The NBA market leaves no one indifferent. While some movements take place over weeks or even months, others take place in a matter of hours, without prior notice. This was the case of the late June trade between the Atlanta Hawks and the San Antonio Spurs, which saw the Spurs send Dejounte Murray to Georgia. Murray, 25, will now form a backcourt pairing with Trae Young, one of the stars of the league.
Destined to meet
After a disappointing year in which they finished ninth in the East, made the Playoffs via the Play-In, then fell in the first round against the Miami Heat (4-1), the Hawks needed a change. The roster that was one step away from the NBA Finals two seasons ago was more in doubt than ever.
It was a trade involving two teams that both needed it. San Antonio’s total change of direction (seeking to drop down the standings to get better players in the Draft) forced them to offload their most valuable player, while the Hawks were looking for a safe pair of hands alongside Young, one of the best players in the league. They were destined to meet.
With the departure of John Collins up in the air, Atlanta sent Danilo Gallinari to San Antonio - he was subsequently cut by the Spurs and joined the Boston Celtics - and gave the Texans three first-round Draft picks: in 2023, via the Charlotte Hornets, and in 2025 and 2027.
How Murray, Young will gel remains an unknown
Murray may spark doubts about how he’ll fit into Nate McMillan’s system, given he and Young are both point guards. His incredible talent and versatility allowed him to average 21.1 points, 9.2 assists, 8.3 rebounds and two steals per game and be chosen for the latest edition of the All-Star Game.
And his numbers don’t do justice to his incredible defensive abilities. This is perhaps the area in which he can be the best foil for Young, who struggles underneath his own basket against top teams. Murray may also be able to help bring on the No. 11′s game without ball in hand.
They’re an unusual couple who are a departure from the philosophy that the NBA has followed in the last decade. It should be remembered that, in addition to the 28.4 points Young averaged per game, he managed to supply 9.7 assists per night.

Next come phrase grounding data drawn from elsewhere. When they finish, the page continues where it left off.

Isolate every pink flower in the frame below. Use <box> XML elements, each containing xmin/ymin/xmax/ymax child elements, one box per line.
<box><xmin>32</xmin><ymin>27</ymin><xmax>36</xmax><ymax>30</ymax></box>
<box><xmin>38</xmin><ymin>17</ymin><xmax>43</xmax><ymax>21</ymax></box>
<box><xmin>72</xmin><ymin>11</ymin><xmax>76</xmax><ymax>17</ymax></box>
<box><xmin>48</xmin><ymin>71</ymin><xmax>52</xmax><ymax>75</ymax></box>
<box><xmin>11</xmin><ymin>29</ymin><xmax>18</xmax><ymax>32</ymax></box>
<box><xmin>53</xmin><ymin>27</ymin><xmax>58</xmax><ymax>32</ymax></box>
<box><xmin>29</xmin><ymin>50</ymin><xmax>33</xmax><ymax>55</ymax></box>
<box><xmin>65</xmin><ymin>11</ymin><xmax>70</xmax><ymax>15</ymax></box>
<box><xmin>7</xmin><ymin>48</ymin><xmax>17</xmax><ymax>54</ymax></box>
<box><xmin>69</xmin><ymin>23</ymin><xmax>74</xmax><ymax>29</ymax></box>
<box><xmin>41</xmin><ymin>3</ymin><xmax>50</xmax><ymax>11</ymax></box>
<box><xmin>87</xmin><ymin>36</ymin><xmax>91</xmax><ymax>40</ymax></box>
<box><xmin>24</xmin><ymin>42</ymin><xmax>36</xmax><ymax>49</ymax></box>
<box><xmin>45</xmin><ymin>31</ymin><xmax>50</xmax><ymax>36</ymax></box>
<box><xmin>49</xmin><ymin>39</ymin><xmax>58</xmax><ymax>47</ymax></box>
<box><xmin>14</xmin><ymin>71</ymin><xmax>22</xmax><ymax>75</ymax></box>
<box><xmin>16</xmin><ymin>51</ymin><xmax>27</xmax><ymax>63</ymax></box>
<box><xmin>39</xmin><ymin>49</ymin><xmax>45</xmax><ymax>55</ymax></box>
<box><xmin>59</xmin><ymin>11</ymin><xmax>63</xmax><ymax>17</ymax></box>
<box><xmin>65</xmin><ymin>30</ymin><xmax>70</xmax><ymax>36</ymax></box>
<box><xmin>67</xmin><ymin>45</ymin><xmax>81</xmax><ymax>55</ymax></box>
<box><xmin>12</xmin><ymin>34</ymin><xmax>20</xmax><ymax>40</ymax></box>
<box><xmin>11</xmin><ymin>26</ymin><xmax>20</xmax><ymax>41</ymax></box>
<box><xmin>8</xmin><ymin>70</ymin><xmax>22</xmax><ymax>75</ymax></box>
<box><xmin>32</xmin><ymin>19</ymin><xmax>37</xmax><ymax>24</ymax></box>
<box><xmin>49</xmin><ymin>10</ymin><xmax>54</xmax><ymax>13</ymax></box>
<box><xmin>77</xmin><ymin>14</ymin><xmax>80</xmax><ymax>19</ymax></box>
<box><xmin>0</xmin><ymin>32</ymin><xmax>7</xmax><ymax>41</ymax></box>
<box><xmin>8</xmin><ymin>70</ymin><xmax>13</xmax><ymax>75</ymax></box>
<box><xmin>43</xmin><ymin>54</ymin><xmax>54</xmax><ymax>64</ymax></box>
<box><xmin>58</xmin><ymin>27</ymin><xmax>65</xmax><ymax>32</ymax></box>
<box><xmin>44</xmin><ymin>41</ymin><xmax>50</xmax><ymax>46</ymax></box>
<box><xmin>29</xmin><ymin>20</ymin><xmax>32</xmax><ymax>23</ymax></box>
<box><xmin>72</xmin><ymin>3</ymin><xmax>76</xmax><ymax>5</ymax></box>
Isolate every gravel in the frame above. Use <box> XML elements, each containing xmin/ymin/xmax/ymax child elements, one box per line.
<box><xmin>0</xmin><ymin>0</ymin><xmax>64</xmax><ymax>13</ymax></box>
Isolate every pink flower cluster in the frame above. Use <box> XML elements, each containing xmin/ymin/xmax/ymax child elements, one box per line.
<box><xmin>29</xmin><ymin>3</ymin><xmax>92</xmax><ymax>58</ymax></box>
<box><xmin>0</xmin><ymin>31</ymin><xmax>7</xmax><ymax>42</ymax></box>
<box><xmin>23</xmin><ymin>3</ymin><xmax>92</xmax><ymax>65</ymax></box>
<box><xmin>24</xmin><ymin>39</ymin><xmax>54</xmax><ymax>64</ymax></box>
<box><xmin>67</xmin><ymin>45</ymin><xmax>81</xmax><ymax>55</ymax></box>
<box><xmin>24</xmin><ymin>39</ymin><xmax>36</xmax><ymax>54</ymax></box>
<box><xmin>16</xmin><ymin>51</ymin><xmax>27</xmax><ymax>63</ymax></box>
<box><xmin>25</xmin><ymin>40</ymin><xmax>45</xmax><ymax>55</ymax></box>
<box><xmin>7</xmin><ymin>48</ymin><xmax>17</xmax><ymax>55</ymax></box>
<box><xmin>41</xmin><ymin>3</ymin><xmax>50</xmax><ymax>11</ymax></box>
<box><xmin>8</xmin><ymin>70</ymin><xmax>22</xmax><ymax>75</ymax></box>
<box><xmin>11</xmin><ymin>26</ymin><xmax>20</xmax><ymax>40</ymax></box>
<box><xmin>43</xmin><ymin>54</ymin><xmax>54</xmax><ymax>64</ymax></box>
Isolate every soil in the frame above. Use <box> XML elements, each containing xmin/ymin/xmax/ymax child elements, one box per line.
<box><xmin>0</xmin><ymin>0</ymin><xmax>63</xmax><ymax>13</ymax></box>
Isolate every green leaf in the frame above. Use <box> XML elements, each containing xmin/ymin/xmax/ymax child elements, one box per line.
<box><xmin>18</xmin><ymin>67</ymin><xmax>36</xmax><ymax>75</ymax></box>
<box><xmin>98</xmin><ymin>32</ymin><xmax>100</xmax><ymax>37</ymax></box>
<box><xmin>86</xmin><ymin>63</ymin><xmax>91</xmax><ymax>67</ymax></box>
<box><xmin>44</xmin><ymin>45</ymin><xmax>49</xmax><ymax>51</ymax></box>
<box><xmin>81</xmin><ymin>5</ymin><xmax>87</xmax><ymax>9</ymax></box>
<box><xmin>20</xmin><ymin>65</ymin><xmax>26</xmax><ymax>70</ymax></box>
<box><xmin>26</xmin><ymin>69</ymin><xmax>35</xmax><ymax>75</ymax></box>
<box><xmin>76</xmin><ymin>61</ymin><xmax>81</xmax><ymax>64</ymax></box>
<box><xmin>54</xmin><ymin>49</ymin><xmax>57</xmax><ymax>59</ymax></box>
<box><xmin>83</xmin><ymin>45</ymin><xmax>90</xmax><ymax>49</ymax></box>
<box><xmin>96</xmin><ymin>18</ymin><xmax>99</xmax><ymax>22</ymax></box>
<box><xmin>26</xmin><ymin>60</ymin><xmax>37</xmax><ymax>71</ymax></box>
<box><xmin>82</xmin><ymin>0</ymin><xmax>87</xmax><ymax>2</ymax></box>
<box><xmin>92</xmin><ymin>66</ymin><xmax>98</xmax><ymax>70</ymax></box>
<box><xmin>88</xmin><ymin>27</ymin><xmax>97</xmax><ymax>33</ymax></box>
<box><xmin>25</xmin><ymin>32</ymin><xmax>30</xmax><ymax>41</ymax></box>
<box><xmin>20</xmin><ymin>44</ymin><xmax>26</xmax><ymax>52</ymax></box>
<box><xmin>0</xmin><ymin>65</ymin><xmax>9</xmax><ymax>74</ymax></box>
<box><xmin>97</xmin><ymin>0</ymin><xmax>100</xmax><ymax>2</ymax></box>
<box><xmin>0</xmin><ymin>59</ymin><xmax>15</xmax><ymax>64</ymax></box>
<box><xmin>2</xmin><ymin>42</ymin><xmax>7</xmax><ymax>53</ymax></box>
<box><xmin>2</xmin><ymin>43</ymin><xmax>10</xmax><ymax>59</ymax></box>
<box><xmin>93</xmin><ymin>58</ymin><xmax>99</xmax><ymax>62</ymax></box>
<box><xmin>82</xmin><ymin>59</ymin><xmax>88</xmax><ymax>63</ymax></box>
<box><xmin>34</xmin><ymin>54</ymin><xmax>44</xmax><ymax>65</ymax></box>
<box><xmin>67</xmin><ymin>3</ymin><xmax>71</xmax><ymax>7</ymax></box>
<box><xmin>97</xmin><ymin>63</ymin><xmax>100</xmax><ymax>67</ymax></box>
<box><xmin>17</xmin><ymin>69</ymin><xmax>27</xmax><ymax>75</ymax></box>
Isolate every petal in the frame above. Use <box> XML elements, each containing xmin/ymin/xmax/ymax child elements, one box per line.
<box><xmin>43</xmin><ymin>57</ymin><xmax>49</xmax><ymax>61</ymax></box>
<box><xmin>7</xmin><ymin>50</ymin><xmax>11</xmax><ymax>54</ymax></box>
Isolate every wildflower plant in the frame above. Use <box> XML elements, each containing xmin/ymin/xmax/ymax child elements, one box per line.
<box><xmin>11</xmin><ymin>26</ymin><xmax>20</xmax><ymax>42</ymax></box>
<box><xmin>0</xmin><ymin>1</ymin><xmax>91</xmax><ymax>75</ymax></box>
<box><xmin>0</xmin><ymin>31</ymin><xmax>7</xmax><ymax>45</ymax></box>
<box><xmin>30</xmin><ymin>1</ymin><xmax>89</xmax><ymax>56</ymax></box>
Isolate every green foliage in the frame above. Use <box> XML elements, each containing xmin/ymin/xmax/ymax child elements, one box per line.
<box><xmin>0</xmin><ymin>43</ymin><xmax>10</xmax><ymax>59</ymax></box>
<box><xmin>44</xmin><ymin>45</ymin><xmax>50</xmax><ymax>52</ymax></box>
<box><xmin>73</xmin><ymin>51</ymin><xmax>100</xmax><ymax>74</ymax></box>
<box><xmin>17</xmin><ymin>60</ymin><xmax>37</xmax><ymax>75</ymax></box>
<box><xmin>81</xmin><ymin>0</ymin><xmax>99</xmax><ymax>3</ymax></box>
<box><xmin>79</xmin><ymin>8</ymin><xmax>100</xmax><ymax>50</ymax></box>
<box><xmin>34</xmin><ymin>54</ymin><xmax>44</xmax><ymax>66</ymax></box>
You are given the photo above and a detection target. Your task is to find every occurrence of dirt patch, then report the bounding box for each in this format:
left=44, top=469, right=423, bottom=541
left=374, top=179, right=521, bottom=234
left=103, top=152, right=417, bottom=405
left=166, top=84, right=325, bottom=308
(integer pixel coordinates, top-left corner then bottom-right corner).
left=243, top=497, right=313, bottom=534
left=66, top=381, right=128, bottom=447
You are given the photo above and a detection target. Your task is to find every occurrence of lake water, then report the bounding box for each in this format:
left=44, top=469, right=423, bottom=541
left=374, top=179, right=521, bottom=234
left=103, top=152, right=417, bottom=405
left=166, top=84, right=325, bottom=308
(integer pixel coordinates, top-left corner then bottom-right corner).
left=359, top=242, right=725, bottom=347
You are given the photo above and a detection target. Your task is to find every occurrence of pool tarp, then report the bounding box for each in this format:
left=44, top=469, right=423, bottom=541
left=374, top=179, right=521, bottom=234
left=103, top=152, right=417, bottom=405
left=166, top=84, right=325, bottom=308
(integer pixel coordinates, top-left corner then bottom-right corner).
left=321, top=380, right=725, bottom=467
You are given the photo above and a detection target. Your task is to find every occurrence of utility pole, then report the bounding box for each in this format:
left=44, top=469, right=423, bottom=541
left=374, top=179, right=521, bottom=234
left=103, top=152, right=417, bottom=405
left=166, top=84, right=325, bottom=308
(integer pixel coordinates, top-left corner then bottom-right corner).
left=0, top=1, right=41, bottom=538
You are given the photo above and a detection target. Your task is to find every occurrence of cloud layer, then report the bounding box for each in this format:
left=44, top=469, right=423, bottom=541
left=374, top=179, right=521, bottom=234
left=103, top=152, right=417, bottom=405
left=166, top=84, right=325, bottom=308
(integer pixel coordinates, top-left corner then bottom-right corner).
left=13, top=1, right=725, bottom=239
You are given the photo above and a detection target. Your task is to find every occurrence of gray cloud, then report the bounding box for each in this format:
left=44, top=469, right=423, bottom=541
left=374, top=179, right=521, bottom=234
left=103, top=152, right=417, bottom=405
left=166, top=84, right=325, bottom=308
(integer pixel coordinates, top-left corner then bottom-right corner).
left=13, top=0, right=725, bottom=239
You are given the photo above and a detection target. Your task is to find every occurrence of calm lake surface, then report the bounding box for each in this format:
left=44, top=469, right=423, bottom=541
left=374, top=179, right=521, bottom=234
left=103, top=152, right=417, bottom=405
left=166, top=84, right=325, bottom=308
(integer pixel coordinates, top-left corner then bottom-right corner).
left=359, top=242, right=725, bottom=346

With more than nine assists each per game, Murray and Young are two players who require the ball to produce, who look to grab the spotlight every time they step onto the court. McMillan will have the task of bringing out the best in each for the common good.
Murray: “It won’t be too hard to fit in”
If anything characterises the former Spurs guard, it’s the versatility and variety he can add to his team’s system. In an interview with the US media outlet Hoopshype in July, Murray spoke of his excitement at joining the Hawks and his confidence that he’ll slot seamlessly into the team.
“We [Murray and Young] have been texting each day, whether it’s about life, basketball, or taking care of our family and building that chemistry,” he said, adding: “They already have a culture over there that they built. There’s a brotherhood. For me, it won’t be too hard to fit in. I work hard, and I can adapt to any environment I’m put in with my style of play and willingness to learn and work. It’s going to be a smooth transition. I think we’ll figure it out. We’re both smart, and we love the game.”
Two All-Stars will lead Atlanta’s project next season. The doubts in Brooklyn, the unknowns in Philadelphia and the uncertain future in Miami may open the door for the Hawks to be one of the best teams in the East, and - why not? - fight for the championship. Murray, without a doubt, has all the tools to help them do that.